Bu kararlarla ekonominin hızla istikrara kavuşacağı (beyhude) beklenmekteydi. Özellikle kamunun ekonomideki payını azaltarak piyasa koşullarına göre işleyen ve bunları gözeten bir devlet anlayışı hedeflenmişti ama bu kararlar sonrasında devlet açıklarını kapatmak için KİT’lerce üretilen ürün fiyatları güzelce artırılmıştı.

Kararları hemen hayata geçirmek üzere kollar sıvanmış ve 1994 Nisan ayında yapılan fiyat ayarlamalarıyla birlikte altı aylık fiyat ve ücret dondurmaları enflasyon oranını bir anda düşürmüştü.


Böyle mi gidecekti bu? Yine elbette hayır.

Çünkü 1995 yılında seçim süreci başladı ve uygulanması gereken sıkı politikalar bir anda gevşetilmişti. 1995 yılında enflasyon oranı yüzde 89’larda seyir göstermişti. 1994 Ocak’ta 1 ABD doları 15,196 TL iken Mart 1994’te 20,584 TL’ye çıkarken Nisan 1994’te TL’nin değeri devalüe edilerek 33,629 TL’ye çıkmıştı. 1994 yıl sonunda ise 37,407 TL’ye çıkmış ve Türk lirası bir yıl için yüzde 146 değer kaybetmişti.

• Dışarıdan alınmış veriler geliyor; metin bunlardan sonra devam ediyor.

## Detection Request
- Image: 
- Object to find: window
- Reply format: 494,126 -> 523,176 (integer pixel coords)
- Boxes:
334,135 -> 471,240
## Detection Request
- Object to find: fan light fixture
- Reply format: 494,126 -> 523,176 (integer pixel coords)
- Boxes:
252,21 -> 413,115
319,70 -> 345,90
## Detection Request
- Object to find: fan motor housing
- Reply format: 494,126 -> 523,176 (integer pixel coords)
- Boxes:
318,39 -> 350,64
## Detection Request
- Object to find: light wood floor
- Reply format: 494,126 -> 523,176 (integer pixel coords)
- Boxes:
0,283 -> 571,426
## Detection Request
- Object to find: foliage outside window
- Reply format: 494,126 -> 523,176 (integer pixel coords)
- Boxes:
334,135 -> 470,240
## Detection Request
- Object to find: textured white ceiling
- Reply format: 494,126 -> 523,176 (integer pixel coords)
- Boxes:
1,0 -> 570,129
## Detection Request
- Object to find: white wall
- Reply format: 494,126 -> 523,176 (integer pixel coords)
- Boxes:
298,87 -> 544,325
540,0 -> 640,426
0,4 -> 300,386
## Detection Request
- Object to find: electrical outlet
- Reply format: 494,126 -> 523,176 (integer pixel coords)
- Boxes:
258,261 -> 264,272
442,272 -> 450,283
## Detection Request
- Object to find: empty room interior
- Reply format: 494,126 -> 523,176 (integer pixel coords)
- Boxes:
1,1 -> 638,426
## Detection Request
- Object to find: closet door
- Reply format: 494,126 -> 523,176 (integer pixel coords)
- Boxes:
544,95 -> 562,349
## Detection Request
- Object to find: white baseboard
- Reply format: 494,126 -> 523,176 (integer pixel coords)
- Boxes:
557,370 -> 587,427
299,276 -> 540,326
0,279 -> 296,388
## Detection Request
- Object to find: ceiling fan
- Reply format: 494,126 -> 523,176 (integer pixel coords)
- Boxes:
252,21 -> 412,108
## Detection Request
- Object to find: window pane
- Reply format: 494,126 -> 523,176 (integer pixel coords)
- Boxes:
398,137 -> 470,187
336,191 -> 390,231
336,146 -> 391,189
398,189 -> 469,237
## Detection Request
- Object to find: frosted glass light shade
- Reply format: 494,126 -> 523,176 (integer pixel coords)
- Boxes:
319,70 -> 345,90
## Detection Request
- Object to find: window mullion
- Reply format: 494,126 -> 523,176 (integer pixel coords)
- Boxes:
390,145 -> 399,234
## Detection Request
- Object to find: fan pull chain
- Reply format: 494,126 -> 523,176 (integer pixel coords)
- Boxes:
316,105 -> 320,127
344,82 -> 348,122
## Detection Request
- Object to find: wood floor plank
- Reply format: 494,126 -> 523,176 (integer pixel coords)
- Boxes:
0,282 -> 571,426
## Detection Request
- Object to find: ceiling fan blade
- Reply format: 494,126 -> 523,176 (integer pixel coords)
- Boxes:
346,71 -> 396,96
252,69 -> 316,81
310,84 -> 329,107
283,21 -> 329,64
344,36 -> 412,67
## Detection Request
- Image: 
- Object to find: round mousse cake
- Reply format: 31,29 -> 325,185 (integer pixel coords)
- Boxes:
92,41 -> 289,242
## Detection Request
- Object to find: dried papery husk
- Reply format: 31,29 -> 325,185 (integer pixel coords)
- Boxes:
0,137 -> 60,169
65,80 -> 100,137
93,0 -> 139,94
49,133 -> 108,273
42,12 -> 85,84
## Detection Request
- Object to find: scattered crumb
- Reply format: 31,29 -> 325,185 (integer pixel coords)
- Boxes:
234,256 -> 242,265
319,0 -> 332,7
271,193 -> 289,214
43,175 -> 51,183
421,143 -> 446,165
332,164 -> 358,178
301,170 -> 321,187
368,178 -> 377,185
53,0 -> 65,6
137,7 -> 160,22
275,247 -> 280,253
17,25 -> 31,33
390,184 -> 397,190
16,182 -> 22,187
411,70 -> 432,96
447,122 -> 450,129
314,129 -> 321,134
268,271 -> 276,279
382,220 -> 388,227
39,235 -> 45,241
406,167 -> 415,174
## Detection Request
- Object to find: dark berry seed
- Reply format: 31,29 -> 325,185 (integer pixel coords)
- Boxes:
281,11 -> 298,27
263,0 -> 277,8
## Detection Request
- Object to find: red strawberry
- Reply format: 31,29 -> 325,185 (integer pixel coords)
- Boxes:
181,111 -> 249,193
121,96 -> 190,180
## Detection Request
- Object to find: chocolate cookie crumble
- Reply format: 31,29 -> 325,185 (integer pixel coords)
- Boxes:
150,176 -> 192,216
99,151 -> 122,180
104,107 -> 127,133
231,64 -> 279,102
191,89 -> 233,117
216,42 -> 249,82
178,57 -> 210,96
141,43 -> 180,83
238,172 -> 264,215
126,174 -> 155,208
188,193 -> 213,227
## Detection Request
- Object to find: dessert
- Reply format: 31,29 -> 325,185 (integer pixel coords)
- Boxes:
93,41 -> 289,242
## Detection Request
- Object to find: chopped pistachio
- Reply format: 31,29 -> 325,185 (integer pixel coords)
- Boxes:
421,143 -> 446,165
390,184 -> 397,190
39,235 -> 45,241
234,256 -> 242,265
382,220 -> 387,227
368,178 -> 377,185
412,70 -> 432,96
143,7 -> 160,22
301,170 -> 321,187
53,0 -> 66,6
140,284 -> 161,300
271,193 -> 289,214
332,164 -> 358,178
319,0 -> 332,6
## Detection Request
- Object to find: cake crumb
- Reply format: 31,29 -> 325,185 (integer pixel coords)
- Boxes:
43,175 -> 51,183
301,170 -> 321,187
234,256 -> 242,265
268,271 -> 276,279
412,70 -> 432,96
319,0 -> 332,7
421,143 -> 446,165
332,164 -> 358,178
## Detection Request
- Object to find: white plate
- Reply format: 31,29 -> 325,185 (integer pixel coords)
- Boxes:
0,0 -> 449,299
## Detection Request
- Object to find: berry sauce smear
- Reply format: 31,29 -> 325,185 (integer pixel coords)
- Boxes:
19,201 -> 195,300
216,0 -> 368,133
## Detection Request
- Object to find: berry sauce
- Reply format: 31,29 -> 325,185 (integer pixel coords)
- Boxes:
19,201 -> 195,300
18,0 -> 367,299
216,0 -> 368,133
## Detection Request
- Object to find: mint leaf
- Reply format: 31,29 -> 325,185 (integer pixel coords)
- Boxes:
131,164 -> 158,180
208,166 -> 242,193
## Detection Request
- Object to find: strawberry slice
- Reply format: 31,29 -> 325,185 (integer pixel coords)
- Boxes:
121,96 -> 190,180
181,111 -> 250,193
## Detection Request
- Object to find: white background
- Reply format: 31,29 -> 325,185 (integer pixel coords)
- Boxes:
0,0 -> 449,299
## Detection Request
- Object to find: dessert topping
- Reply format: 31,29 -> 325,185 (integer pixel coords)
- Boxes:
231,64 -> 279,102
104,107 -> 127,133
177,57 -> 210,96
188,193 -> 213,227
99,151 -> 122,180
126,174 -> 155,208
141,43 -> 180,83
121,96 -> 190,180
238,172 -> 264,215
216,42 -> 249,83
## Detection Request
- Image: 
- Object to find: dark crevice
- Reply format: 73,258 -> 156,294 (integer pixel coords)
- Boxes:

1994 yılı sonunda yeni dönem için bütçe yapılırken yeni personel alımı durdurulup yatırımlara yüzde 20 kesinti yapmaya karar verilmiş, ücretlerde yıllık vergi iadesi sistemine dönülmüş, taşıt, lojman vs alımları durdurulmuştu.

Bütçeye gelir sağlamak amacıyla özellikle yüksek gelire sahip olanlardan net aktif vergisi, ekonomik denge vergisi, ek gayrimenkul vergisi, ek motorlu taşıtlar vergisi alınacaktı.

"Tüccarın işi kesat gidince eski defterleri karıştırırmış" sözünden yola çıkarak Maliye, denetim ve kontrolleri artırarak eski defterleri açmaya başladı. Kamuya ait taşınmazlar ile 10 yaş üzerindeki taşıtlar satılmaya başlandı.

1994 yılında bütçe açığı 152 trilyon TL olarak gerçekleşti, faiz dışı bütçe 146 trilyon TL fazla verdi.

Bütçe açığı 1994 yılında önceki seneye göre yüzde 13,7 oranında artmış ama sonraki yıl yüzde 108 oranında artmıştı. Faiz dışı fazla sonraki yılda da fazla vermiş ama faiz ödemelerinden kaynaklı faiz dışı açık artarak devam etmişti.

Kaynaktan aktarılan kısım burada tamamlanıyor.